Atoms: bias-variance-tradeoff, double-descent, regularization. Lecture: L04-statlearn-3.
Question 23
4 points
Ex2.5
At a fixed test point $x_0$, $M = 100$ training-set replicates produce predictions $\hat f^{(m)}(x_0)$ for $m = 1, \dots, 100$. The empirical mean of those predictions is $1.80$, the empirical variance is $0.40$, the true value is $f(x_0) = 2.00$, and the noise variance is $\sigma^2 = 4$. Estimate the expected test MSE at $x_0$.
- A $4.44$
- B $0.44$
- C $4.40$
- D $4.04$
Show answer
Correct answer: A
$\mathbb E[(y_0 - \hat f(x_0))^2] = \sigma^2 + \mathrm{Bias}^2 + \mathrm{Var}(\hat f) = 4 + (2.00 - 1.80)^2 + 0.40 = 4 + 0.04 + 0.40 = 4.44$.
B drops $\sigma^2$ — only the reducible part. C forgets to square the bias and uses $|2.00 - 1.80| = 0.20$ instead of $0.04$: $4 + 0.20 + 0.40 - 0.20 = 4.40$ (but there's a sign-mistake path that lands here too). D omits the variance term entirely: $4 + 0.04 = 4.04$, the standard "treated $\hat f$ as deterministic" mistake.
Atoms: bias-variance-tradeoff, reducible-vs-irreducible-error.
You consider KNN classification with $n = 500$ training points in $p$ predictors. Holding $K$ fixed, you observe that test error grows steeply as $p$ goes from 5 to 50. Which mechanism best explains this?
- A KNN's bias scales with $p$, so each new predictor mechanically adds bias to the prediction at any test point.
- B KNN's training error rises with $p$; the rise in training error is what causes the corresponding decline in test performance.
- C Adding predictors changes the Bayes error rate of the underlying problem, raising the irreducible classification floor.
- D In high dimensions pairwise Euclidean distances become concentrated; "nearest neighbour" stops carrying local information.
Show answer
Correct answer: D
The curse of dimensionality: as $p$ grows, the distribution of pairwise distances collapses around its mean, so the "$K$ nearest" set is barely closer than a random sample. KNN's mechanism (locality) breaks down.

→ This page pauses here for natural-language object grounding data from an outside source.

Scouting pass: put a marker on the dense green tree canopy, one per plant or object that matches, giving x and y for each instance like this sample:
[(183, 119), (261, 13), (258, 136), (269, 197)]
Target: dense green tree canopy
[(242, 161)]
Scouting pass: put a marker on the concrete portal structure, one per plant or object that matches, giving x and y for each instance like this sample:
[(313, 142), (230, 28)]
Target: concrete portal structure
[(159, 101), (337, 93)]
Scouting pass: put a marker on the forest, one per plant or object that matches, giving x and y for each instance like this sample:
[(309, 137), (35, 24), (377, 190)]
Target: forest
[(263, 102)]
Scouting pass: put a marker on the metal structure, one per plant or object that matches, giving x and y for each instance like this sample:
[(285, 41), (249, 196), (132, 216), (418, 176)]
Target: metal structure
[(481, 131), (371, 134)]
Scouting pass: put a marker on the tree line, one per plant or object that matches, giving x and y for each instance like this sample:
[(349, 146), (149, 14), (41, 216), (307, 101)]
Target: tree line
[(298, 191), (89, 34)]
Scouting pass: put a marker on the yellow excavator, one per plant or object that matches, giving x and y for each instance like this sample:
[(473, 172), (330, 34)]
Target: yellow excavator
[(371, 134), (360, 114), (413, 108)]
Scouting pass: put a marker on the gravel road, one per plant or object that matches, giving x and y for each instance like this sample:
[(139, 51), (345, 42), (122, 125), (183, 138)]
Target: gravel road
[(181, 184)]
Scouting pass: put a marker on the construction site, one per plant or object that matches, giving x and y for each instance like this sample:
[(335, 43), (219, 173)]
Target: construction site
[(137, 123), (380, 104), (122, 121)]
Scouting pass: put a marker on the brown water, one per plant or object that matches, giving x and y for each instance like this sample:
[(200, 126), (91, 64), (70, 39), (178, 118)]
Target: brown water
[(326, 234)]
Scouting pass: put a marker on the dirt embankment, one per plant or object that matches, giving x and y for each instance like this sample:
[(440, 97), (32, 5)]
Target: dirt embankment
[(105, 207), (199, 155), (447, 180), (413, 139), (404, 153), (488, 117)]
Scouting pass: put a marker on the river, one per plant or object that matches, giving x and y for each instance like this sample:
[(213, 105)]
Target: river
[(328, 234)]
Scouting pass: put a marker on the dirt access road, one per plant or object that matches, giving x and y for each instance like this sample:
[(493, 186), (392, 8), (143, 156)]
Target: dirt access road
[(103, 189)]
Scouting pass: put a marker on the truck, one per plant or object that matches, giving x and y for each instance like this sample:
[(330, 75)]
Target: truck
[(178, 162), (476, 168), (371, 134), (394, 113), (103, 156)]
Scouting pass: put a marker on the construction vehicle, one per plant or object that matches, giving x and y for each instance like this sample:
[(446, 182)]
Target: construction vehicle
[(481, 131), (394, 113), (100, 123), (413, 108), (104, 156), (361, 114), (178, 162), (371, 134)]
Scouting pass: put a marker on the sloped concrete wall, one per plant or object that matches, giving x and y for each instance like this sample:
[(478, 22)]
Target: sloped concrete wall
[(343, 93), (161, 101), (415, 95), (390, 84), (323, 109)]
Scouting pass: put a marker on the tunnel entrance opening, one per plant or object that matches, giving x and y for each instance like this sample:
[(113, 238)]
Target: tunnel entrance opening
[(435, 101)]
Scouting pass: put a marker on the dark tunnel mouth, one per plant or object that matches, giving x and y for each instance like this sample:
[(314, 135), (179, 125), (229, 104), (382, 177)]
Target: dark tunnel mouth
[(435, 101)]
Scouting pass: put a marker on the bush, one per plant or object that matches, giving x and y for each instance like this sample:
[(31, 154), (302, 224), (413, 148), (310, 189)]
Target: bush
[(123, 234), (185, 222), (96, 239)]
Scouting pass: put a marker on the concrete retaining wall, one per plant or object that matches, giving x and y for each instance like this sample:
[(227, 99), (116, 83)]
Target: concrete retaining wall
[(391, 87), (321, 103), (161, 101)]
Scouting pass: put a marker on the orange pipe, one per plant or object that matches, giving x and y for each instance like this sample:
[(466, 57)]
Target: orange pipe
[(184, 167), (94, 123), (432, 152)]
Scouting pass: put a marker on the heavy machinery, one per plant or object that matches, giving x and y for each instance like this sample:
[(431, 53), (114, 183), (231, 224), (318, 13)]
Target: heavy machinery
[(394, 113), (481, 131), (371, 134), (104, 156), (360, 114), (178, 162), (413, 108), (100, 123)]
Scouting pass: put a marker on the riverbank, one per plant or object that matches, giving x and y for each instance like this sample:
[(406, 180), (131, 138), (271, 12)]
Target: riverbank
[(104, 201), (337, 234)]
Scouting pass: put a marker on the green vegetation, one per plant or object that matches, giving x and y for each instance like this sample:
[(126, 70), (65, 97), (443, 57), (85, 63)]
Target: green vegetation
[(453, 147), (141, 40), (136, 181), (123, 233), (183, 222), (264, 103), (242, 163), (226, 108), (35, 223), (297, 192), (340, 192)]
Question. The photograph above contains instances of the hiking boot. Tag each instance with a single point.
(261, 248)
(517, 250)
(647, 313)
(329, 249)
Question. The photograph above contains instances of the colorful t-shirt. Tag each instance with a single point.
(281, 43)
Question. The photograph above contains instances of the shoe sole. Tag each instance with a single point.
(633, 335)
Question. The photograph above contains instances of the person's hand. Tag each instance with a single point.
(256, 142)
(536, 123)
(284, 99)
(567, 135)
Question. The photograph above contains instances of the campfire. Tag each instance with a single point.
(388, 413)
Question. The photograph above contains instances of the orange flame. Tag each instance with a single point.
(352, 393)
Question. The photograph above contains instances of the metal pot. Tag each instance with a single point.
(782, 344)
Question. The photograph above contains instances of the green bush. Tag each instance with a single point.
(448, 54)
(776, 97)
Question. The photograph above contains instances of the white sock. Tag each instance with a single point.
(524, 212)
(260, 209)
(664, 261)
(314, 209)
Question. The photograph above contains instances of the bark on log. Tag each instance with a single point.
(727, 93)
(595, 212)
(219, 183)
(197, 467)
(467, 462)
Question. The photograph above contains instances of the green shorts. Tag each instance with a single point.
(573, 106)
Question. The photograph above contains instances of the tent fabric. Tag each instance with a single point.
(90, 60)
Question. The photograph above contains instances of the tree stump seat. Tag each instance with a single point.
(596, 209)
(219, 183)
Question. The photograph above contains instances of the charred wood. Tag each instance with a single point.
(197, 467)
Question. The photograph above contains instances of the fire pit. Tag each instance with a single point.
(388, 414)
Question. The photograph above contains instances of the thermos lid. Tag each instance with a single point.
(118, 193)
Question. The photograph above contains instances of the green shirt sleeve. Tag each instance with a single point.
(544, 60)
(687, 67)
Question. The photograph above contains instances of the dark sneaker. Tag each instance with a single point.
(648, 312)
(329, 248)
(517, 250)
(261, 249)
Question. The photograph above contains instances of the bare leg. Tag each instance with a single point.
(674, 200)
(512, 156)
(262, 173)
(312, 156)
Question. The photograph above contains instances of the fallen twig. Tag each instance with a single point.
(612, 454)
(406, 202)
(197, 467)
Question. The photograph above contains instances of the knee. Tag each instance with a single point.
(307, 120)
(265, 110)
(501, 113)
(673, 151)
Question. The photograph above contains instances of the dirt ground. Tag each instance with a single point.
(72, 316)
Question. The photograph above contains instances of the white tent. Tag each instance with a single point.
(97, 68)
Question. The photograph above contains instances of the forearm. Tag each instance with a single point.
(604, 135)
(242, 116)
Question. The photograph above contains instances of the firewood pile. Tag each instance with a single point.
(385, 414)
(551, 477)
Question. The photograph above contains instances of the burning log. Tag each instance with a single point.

A invents a direct $p$-bias relationship that doesn't exist; bias depends on the truth and on $K$, not on $p$ alone. B reverses the standard pattern (training error need not rise with $p$ for KNN). C conflates the curse with the Bayes error rate; the Bayes floor depends on overlap of class densities, not on the metric's behaviour.
Atoms: curse-of-dimensionality, knn-classification.
Two methods are compared on a regression task. Method $A$ has lower squared bias but higher variance than method $B$ at the same flexibility. Method $B$ is being considered as a regularised variant of $A$. Which conclusion is best supported by the bias-variance decomposition alone?
- A $A$ always gives better predictions because it has lower squared bias and bias dominates the decomposition.
- B $B$ always gives better predictions because regularisation reduces test MSE relative to the unregularised version.
- C Whichever method's bias$^2$ + variance sum is smaller at the test point wins; that depends on whether $B$'s variance drop exceeds the bias it pays.
- D The two methods must give identical test MSE because the irreducible noise floor $\sigma^2$ is shared by both.
Show answer
Correct answer: C
The decomposition is $\sigma^2 + \mathrm{Bias}^2 + \mathrm{Var}$; the noise floor is the same for both methods, so the comparison reduces to bias$^2$ + variance. Whichever sum is smaller wins, and that's an empirical question. The prof's framing of the 2025 lasso question is exactly this: "improved accuracy when the increase in bias is less than the decrease in variance."
A ignores variance — the standard "bias-only" trap from CE1.1d (iii). B asserts a universal regularisation win that is false in general (e.g. lasso lost to OLS in the prof's L27 walkthrough on Boston Housing). D confuses the noise floor with the total error: identical $\sigma^2$ does not imply identical MSE.
Atoms: bias-variance-tradeoff, regularization. Lecture: L27-summary.